O problema com os booktubers é que eles não são realmente autores a priori, mas pessoas que se tornam “webcelebridades” e depois se tornam autores para preencher uma fama prévia. Estão na mesma categoria das subcelebridades televisivas que lançam livros. Defendê-los equivale a defender a literatura como algo acessório e posterior à fama, como um apêndice, um “afterthought”. Como se a literatura, por si, não fosse capaz de produzir um autor e fosse necessário que o autor criasse fama prévia por outros caminhos. Criticar os booktubers é criticar pessoas que acrescentam a literatura como um detalhe a mais de seu currículo. Legitimá-los é colocar os autores em desvantagem perante a quem começa com a fama de outras áreas.
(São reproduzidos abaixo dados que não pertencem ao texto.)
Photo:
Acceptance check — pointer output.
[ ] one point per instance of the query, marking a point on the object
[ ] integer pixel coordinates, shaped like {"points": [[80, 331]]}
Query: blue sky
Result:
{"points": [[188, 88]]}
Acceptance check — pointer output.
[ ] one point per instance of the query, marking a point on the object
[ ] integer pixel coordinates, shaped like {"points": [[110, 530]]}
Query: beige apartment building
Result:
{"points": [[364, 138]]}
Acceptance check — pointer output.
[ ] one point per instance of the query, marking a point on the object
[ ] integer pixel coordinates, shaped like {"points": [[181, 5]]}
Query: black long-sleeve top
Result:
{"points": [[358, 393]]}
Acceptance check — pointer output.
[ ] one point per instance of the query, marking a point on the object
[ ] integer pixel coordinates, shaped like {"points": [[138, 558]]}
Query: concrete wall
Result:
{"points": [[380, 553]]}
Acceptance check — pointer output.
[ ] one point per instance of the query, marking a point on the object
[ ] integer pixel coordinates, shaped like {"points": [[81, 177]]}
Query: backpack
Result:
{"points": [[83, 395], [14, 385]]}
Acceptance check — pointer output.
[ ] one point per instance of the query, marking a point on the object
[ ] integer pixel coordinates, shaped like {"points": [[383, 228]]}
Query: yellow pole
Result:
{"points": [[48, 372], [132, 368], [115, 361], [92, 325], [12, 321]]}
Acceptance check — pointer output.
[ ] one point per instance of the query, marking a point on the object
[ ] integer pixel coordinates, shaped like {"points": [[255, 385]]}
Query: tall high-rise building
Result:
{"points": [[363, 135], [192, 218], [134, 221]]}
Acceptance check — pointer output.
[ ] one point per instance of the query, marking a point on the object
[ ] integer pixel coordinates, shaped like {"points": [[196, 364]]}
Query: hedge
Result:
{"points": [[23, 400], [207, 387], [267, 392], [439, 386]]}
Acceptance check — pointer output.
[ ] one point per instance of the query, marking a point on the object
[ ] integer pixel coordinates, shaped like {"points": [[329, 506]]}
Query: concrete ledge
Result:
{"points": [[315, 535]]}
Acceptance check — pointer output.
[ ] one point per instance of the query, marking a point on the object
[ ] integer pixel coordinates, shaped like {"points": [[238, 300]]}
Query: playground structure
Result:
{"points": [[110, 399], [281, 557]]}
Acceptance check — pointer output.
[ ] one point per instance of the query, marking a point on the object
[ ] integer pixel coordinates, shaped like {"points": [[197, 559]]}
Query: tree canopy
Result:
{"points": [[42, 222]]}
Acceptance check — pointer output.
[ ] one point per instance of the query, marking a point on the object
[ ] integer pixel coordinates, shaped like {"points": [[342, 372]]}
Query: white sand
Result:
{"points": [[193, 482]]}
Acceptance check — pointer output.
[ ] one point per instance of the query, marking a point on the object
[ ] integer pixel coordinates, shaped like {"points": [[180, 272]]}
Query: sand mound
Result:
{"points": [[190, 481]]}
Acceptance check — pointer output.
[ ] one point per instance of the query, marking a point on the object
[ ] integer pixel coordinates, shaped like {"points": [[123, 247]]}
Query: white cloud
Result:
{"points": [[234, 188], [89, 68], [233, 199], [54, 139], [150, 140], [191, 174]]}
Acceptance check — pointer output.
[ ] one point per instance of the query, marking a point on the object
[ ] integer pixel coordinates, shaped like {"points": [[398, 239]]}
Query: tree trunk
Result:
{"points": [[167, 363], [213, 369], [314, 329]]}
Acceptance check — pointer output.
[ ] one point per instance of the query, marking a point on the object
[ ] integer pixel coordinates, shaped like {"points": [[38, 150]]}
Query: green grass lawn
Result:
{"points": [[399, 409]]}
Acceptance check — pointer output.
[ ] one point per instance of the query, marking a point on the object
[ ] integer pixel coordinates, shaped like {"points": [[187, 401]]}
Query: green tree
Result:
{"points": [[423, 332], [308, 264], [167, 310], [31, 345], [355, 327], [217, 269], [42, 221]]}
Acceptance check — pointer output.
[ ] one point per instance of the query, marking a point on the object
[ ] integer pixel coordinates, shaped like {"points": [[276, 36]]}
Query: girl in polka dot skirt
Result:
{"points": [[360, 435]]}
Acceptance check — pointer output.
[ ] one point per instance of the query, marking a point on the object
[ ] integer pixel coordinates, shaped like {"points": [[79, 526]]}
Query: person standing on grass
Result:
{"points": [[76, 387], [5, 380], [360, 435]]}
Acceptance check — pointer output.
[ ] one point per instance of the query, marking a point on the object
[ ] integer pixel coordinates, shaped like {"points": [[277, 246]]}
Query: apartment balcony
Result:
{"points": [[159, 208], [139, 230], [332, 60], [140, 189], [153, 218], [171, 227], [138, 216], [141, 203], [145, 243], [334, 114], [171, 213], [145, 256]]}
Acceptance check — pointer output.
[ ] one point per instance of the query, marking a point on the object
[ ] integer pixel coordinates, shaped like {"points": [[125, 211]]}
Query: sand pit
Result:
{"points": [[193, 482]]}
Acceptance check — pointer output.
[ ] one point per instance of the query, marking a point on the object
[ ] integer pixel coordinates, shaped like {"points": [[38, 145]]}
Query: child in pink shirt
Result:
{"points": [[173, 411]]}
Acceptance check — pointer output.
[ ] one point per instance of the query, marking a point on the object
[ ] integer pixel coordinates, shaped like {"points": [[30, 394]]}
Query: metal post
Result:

A questão do “profissionalismo online” é outro contencioso perigoso. É preciso muito cuidado ao recomendar “profissionalismo” aos jovens escritores para não recair no “caretismo”. Recomendar “profissionalismo” pode facilmente resvalar para recomendar conformismo, falta de ousadia, robotização. Não se pode esperar que autores em formação ajam previamente como profissionais. A infância da escrita precisa de liberdade (inclusive a liberdade de errar) para que o jovem teste seus limites, cometa seus erros, desista se for preciso. Profissionalismo deveria ser exigido apenas de profissionais. Dos amadores, o amadorismo já deveria ser suficiente. Por isso me parece que essa pregação de profissionalismo é uma evangelização castradora e careta. E que tem muita utilidade quando quem a faz tem telhados de vidro e algum poder para atirar em quem joga pedras. Cuidado, crianças, não tentem dizer que o Rei está nu, ou ele pode prejudicar vocês no futuro…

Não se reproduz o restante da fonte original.